Conversely, masked autoregressive flows (MAF) are the opposite: efficient likelihoods, slow sampling. The two families are duals under variable relabeling and their trade-offs guide use cases.


Teacher-student distillation leverages flows to obtain fast samplers from autoregressive teachers (Parallel WaveNet example)

A practical pipeline distills a high-quality autoregressive teacher trained by maximum likelihood into a fast-sampling student IAF by minimizing KL(student || teacher).

Typical distillation steps:

  1. Train a high-quality autoregressive teacher (maximum-likelihood).
  2. Train a student IAF to minimize KL(student   teacher), which requires:
    • Sampling from the student, and
    • Evaluating teacher likelihoods of those samples.
  3. The student must be easy to sample from and able to evaluate its own sample densities efficiently (true for invertible student models when student latent codes are known).

This distillation yields fast generation models that approximate teacher behavior (e.g., used in Parallel WaveNet for speech generation).

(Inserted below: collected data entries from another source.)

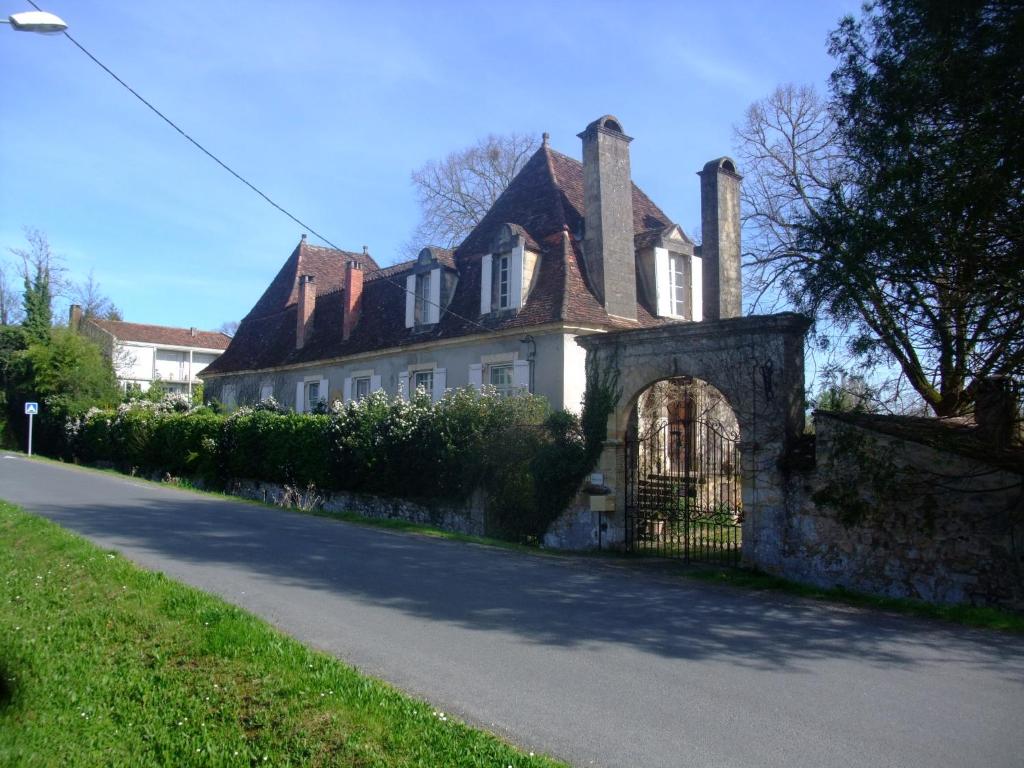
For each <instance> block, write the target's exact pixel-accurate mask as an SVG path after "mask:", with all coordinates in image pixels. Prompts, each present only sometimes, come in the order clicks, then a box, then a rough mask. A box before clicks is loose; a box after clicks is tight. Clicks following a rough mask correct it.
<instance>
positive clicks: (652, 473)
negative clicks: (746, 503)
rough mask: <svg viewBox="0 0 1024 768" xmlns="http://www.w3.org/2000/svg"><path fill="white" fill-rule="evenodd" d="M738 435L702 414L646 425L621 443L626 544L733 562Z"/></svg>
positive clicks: (740, 491) (741, 519)
mask: <svg viewBox="0 0 1024 768" xmlns="http://www.w3.org/2000/svg"><path fill="white" fill-rule="evenodd" d="M738 443H739V440H738V437H737V436H731V435H729V434H726V433H725V430H724V429H722V428H721V426H720V425H718V424H717V423H715V422H713V421H710V420H703V419H699V418H697V419H686V420H683V421H676V422H669V423H660V424H653V425H650V426H649V427H648V428H646V429H643V430H642V433H640V434H637V435H631V436H630V437H628V438H627V444H626V462H627V466H626V476H627V486H626V547H627V549H628V550H631V551H634V552H645V553H650V554H655V555H660V556H664V557H679V558H682V559H684V560H686V561H687V562H715V563H723V564H737V563H738V562H739V554H740V544H741V523H742V515H743V512H742V490H741V482H740V476H739V466H740V465H739V444H738Z"/></svg>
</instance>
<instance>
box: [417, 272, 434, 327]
mask: <svg viewBox="0 0 1024 768" xmlns="http://www.w3.org/2000/svg"><path fill="white" fill-rule="evenodd" d="M415 301H416V304H415V309H414V314H413V319H414V323H415V324H416V325H417V326H422V325H423V324H425V323H429V319H428V317H429V316H430V311H429V308H428V307H429V306H430V272H424V273H423V274H417V275H416V299H415Z"/></svg>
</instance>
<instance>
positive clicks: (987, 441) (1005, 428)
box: [974, 376, 1017, 447]
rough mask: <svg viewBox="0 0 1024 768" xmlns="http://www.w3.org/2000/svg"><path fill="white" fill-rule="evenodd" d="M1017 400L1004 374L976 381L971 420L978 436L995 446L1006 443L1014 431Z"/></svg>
mask: <svg viewBox="0 0 1024 768" xmlns="http://www.w3.org/2000/svg"><path fill="white" fill-rule="evenodd" d="M1016 419H1017V401H1016V397H1015V396H1014V391H1013V385H1012V382H1011V381H1010V379H1009V378H1007V377H1006V376H990V377H989V378H987V379H982V380H981V381H979V382H978V396H977V399H976V400H975V404H974V420H975V422H976V423H977V425H978V436H979V437H980V438H981V439H983V440H984V441H985V442H987V443H988V444H989V445H992V446H994V447H1009V446H1010V444H1011V443H1012V442H1013V439H1014V436H1015V434H1014V433H1015V432H1016V426H1017V425H1016V423H1015V422H1016Z"/></svg>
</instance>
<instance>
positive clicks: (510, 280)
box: [509, 248, 525, 309]
mask: <svg viewBox="0 0 1024 768" xmlns="http://www.w3.org/2000/svg"><path fill="white" fill-rule="evenodd" d="M524 255H525V254H524V251H523V249H522V248H513V249H512V253H511V254H510V255H509V301H510V304H509V305H510V306H512V307H513V308H515V309H519V308H520V307H521V306H522V260H523V257H524Z"/></svg>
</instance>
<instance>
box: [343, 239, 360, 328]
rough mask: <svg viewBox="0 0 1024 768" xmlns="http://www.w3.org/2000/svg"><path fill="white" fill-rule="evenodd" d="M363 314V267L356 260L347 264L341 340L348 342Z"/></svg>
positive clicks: (345, 279) (345, 270) (345, 277)
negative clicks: (344, 301) (344, 296)
mask: <svg viewBox="0 0 1024 768" xmlns="http://www.w3.org/2000/svg"><path fill="white" fill-rule="evenodd" d="M361 313H362V267H360V266H359V262H357V261H356V260H355V259H351V260H350V261H346V262H345V315H344V316H343V317H342V321H341V338H342V340H343V341H348V337H349V336H351V335H352V329H353V328H355V324H357V323H358V322H359V315H360V314H361Z"/></svg>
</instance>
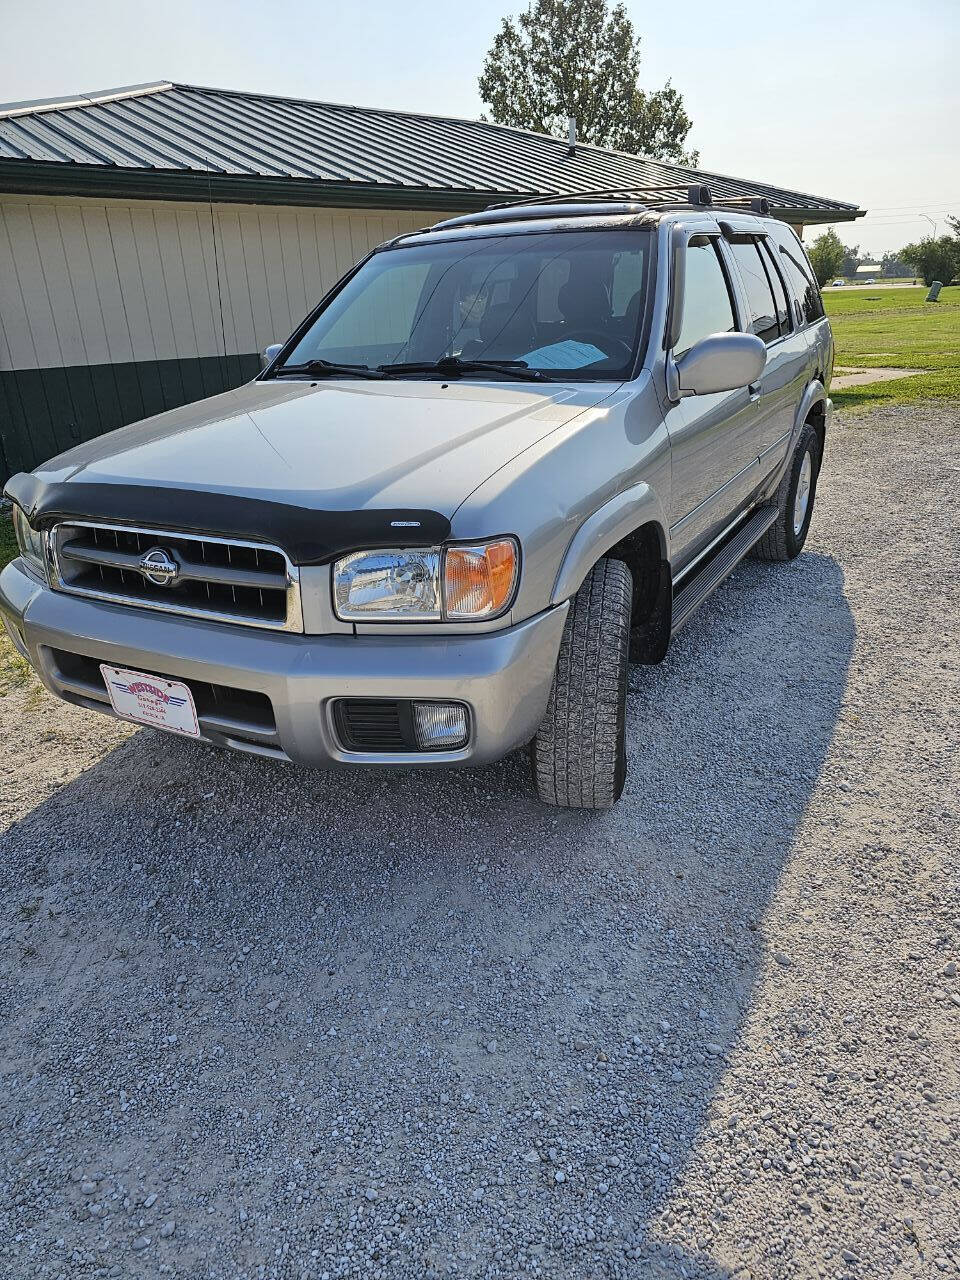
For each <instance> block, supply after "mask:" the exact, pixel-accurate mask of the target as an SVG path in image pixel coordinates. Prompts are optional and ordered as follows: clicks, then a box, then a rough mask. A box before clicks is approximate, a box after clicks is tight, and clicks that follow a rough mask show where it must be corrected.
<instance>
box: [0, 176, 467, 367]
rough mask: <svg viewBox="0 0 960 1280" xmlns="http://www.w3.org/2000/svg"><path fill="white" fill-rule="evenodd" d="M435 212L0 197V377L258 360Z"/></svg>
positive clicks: (441, 215)
mask: <svg viewBox="0 0 960 1280" xmlns="http://www.w3.org/2000/svg"><path fill="white" fill-rule="evenodd" d="M439 216H443V215H439V214H436V215H434V214H428V212H403V211H397V212H385V214H372V212H370V211H364V210H332V209H296V207H282V206H269V205H212V206H211V205H200V204H184V202H179V201H146V200H134V201H118V200H88V198H82V197H40V196H37V197H33V196H0V370H3V369H24V370H26V369H47V367H51V366H54V367H56V366H76V365H102V364H120V362H127V361H156V360H174V358H180V360H184V358H186V360H191V358H196V357H197V356H220V355H224V353H225V355H243V353H251V352H256V351H260V349H262V348H264V347H265V346H266V344H268V343H270V342H278V340H280V339H283V338H285V337H287V335H288V334H289V333H291V330H292V329H293V328H294V325H296V324H297V323H298V321H300V320H302V317H303V315H305V314H306V312H307V311H308V310H310V308H311V307H312V306H314V305H315V303H316V302H317V301H319V298H320V297H321V296H323V293H324V292H325V291H326V289H328V288H330V285H332V284H334V283H335V282H337V280H338V279H339V278H340V276H342V275H343V273H344V271H347V270H349V268H351V266H352V265H353V264H355V262H356V261H357V260H358V259H360V257H362V256H364V255H365V253H366V252H367V251H369V250H371V248H372V247H374V246H375V244H379V243H381V242H383V241H384V239H389V238H390V237H392V236H397V234H399V233H401V232H406V230H415V229H416V228H419V227H424V225H425V224H429V223H430V221H434V220H435V219H436V218H439Z"/></svg>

Flows operate on continuous densities; masked convolutional/invertible convolutions extend flow design to images

Normalizing flows apply to continuous probability densities and are not directly applicable to discrete data such as token sequences because the change-of-variables formula requires a continuous domain.

For image modeling:

  • Flow layers can be implemented with masked or specially constrained convolutions so that the resulting Jacobian is triangular and invertible, enabling efficient determinant computation.
  • Masking enforces an ordering over pixels and channels similar to PixelCNN-style autoregressive masks, giving invertible convolutional primitives that preserve tractable density computation.
  • Such convolutional flow layers can be stacked to model high-dimensional image distributions while exploiting locality.

Gaussianization and CDF-based transforms provide an alternative perspective on flows by iteratively mapping data to a simple prior

Training a flow to maximize likelihood can be viewed equivalently as transforming data through the inverse mapping toward a simple prior such as a standard Gaussian.

One-dimensional intuition:

  • The probability integral transform maps a variable’s CDF to a uniform random variable, and composing with the inverse Gaussian CDF maps it to Gaussian marginals.

Practical perspective:

  • Gaussianization layers apply marginal transforms and simple rotations or couplings iteratively to make the joint distribution increasingly Gaussian.
  • This connects flows to classical statistical techniques (e.g., copulas, marginal transforms) and motivates layers that progressively “whiten” the data distribution.